To study the death mode of human hepatocellular carcinoma Hep-3B cells and human lung adenocarcinoma A549 cells induced by bluetongue virus strain HbC3 (BTV-HbC3) and the mechanism of its action.

METHODS

BTV-HbC3 was used to infect the tumor cells, and the cytopathic effects (CPE) was observed. TUNEL staining was used to detect the apoptosis of tumor cells induced by BTV-HbC3. The changes of endoplasmic reticulum and nuclei treated with BTV-HbC3 were further examined by laser scanning confocal microscopy. The activities of caspase-3/7, caspase-8 and caspase-9 were determined by fluorescence analysis.

RESULTS

Hep-3B cells were sensitive to BTV-HbC3. Lots of early apoptotic cells were found by TUNEL staining. The laser scanning confocal microscopic examination showed characteristics of apoptosis, such as pyknotic nuclei, margination of nuclear chromatin and vacuolization of endoplasmic reticulumin in Hep-3B cells exposed to BTV-HbC3. The activity of caspase-3/7 was increased, but the activity changes of caspase-8 and caspase-9 were not found. A549 cells were sensitive to BTV-HbC3 too. But no apoptotic cells were observed by TUNEL staining.
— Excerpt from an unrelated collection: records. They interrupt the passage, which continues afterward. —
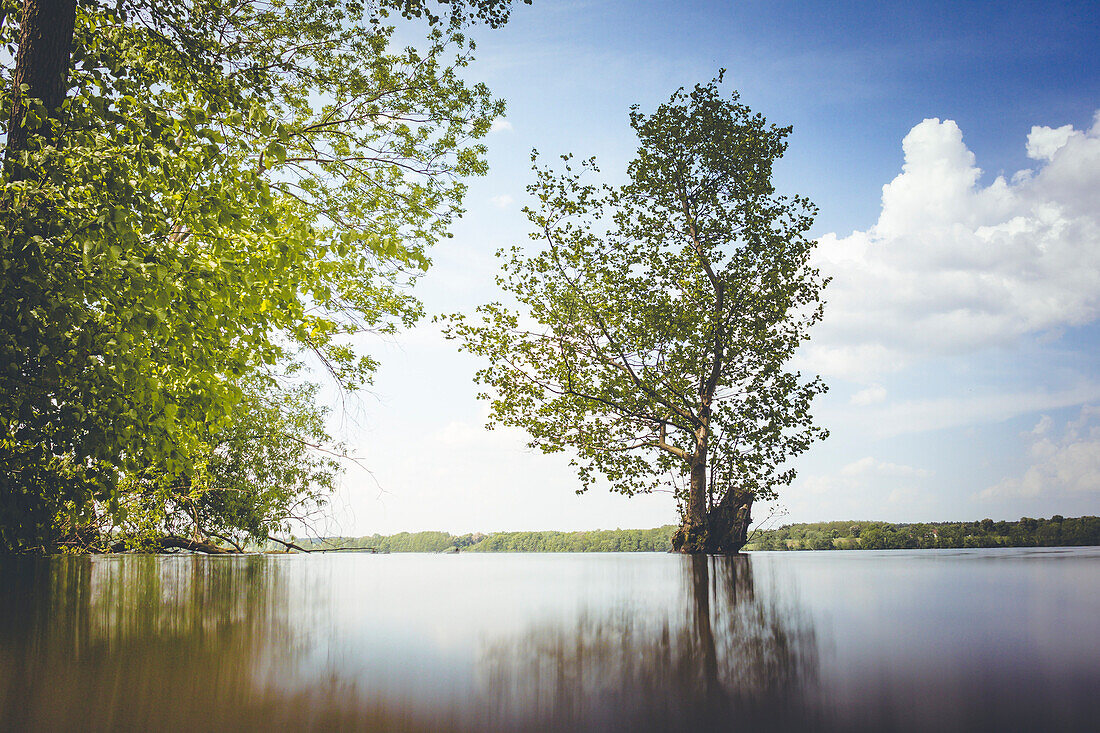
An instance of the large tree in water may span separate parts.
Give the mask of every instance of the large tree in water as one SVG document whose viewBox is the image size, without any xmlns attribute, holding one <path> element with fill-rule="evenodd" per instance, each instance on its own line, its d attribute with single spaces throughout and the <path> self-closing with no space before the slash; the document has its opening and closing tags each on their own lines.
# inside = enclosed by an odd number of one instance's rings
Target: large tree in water
<svg viewBox="0 0 1100 733">
<path fill-rule="evenodd" d="M 532 447 L 575 452 L 582 491 L 675 491 L 683 552 L 745 543 L 752 504 L 826 432 L 810 415 L 825 386 L 787 368 L 821 317 L 806 199 L 776 194 L 790 127 L 725 98 L 721 77 L 636 107 L 630 182 L 589 183 L 594 161 L 536 164 L 528 209 L 540 249 L 502 252 L 499 303 L 452 316 L 492 420 Z"/>
</svg>

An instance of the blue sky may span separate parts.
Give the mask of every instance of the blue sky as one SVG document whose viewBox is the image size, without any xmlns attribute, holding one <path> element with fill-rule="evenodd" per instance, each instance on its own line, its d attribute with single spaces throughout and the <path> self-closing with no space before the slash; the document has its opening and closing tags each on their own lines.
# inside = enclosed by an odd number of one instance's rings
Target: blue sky
<svg viewBox="0 0 1100 733">
<path fill-rule="evenodd" d="M 527 241 L 529 154 L 596 155 L 621 180 L 627 110 L 726 68 L 794 133 L 776 181 L 821 209 L 825 321 L 798 366 L 831 386 L 829 440 L 780 521 L 1100 513 L 1100 11 L 1095 3 L 553 2 L 479 31 L 471 78 L 508 101 L 429 312 L 499 296 Z M 644 527 L 668 495 L 576 496 L 567 460 L 486 432 L 477 362 L 430 324 L 392 343 L 338 415 L 363 457 L 333 531 Z"/>
</svg>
The results of laser scanning confocal microscopy showed marked vacuolization of endoplasmic reticulum, but chromatin margination was not found after A549 cells was exposed to BTV-HbC3. The activity of caspase-3/7 and caspase-9 was increased, but the activity of caspase-8 was not changed.

CONCLUSION

BTV-HbC3 induces apoptosis of Hep-3B tumor cells mainly through endoplasmic reticulum signal transduction pathway, and the features of cell death in A549 cells could be described as paraptosis.